Vous venez de recevoir une promotion, mais au lieu de célébrer, vous vous demandez quand vos collègues découvriront que vous n'êtes pas à la hauteur ? Cette petite voix intérieure qui minimise vos réussites pourrait bien être le signe du syndrome de l'imposteur. Décryptons ensemble ce phénomène psychologique qui touche près de 70% de la population au cours de leur vie.
Les signes révélateurs du syndrome de l'imposteur
Le syndrome de l'imposteur se manifeste par une incapacité persistante à reconnaître ses propres compétences et réussites. Plusieurs indicateurs peuvent vous alerter : vous attribuez systématiquement vos succès à la chance ou à des facteurs externes, vous ressentez une peur irrationnelle d'être "démasqué", ou encore vous travaillez de manière excessive pour compenser ce que vous percevez comme une incompétence.

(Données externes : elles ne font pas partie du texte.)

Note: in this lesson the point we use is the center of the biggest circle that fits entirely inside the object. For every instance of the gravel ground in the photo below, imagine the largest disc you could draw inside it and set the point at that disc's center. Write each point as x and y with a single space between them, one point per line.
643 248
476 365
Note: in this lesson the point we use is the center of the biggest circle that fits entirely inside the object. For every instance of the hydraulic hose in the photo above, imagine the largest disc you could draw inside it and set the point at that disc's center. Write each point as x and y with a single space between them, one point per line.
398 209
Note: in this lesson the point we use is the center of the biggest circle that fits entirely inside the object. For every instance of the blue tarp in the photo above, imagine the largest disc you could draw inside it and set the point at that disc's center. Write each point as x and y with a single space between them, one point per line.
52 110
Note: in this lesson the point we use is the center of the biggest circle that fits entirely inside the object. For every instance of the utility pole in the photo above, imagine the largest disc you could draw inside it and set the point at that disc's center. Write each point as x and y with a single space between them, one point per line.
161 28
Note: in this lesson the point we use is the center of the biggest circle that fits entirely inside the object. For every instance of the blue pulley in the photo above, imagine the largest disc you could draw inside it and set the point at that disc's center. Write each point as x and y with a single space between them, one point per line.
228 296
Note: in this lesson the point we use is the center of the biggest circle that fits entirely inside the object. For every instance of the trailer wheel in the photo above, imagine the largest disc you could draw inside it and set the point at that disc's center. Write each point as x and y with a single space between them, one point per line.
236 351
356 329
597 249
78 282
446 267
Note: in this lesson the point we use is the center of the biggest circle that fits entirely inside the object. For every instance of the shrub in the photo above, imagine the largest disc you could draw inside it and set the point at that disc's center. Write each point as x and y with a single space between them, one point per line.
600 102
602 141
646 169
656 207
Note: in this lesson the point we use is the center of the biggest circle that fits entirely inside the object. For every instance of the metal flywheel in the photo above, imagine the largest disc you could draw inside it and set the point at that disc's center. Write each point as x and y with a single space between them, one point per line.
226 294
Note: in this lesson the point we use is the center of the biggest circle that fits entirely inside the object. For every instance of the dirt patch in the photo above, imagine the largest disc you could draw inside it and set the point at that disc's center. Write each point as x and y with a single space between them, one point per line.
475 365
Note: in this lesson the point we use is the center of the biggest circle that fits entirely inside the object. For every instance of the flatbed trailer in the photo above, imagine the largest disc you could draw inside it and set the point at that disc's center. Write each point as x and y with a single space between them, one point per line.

Les personnes concernées éprouvent souvent une anxiété chronique face aux défis professionnels ou académiques. Elles ont tendance à se comparer négativement aux autres et à minimiser leurs accomplissements. Si vous vous reconnaissez dans ces comportements de manière récurrente, il est probable que vous expérimentiez ce syndrome.
Comment savoir si on a le syndrome de l'imposteur ? Les tests d'auto-évaluation.
Pour identifier ce phénomène, plusieurs outils existent. L'échelle de Clance, développée par la psychologue Pauline Clance, reste la référence. Ce questionnaire évalue l'intensité de vos sentiments d'imposture à travers vingt affirmations. Vous pouvez également observer vos réactions émotionnelles : ressentez-vous un malaise profond lorsqu'on vous félicite ? Avez-vous du mal à accepter les compliments ?
Tenir un journal de vos réussites peut également révéler des schémas : notez vos accomplissements et vos réactions face à ceux-ci. Cette pratique met souvent en lumière le décalage entre la réalité objective et votre perception subjective.
Les racines transgénérationnelles du syndrome
La dimension transgénérationnelle du syndrome de l'imposteur mérite une attention particulière. Les blessures psychiques, les croyances limitantes et les non-dits familiaux se transmettent de génération en génération, façonnant notre rapport à la légitimité et à la réussite.
Certaines familles véhiculent des messages implicites comme "ne te mets pas en avant" ou "la réussite attire le malheur". Ces injonctions paradoxales, héritées de traumatismes ancestraux (guerres, exils, déclassements sociaux), créent un terreau fertile pour le syndrome de l'imposteur. Un grand-parent ayant vécu la précarité peut ainsi transmettre inconsciemment une méfiance envers la réussite, perçue comme précaire ou illégitime.
L'analyse transgénérationnelle révèle aussi des loyautés familiales invisibles. Ne pas dépasser ses parents en termes de réussite sociale ou professionnelle devient alors une forme de fidélité inconsciente. Explorer votre histoire familiale peut éclairer ces dynamiques souterraines.
Vers une libération progressive
Comprendre l'origine de ces pensées constitue la première étape. Reconnaître que ces doutes ne reflètent pas la réalité mais des schémas intériorisés permet déjà de prendre du recul. La thérapie, notamment les approches transgénérationnelles comme la psychogénéalogie, offre des outils précieux pour identifier et dénouer ces héritages psychiques.
Parallèlement, des techniques concrètes aident au quotidien : reformuler vos pensées négatives, créer un "dossier de réussites" tangibles, partager vos ressentis avec des pairs concernés, ou encore pratiquer l'auto-compassion. Le syndrome de l'imposteur n'est pas une fatalité, mais un mécanisme psychologique que vous pouvez apprivoiser.
N'oubliez pas : vos doutes ne définissent pas votre valeur. Ils témoignent simplement d'une sensibilité et d'une lucidité qui, une fois canalisées, peuvent devenir de véritables forces.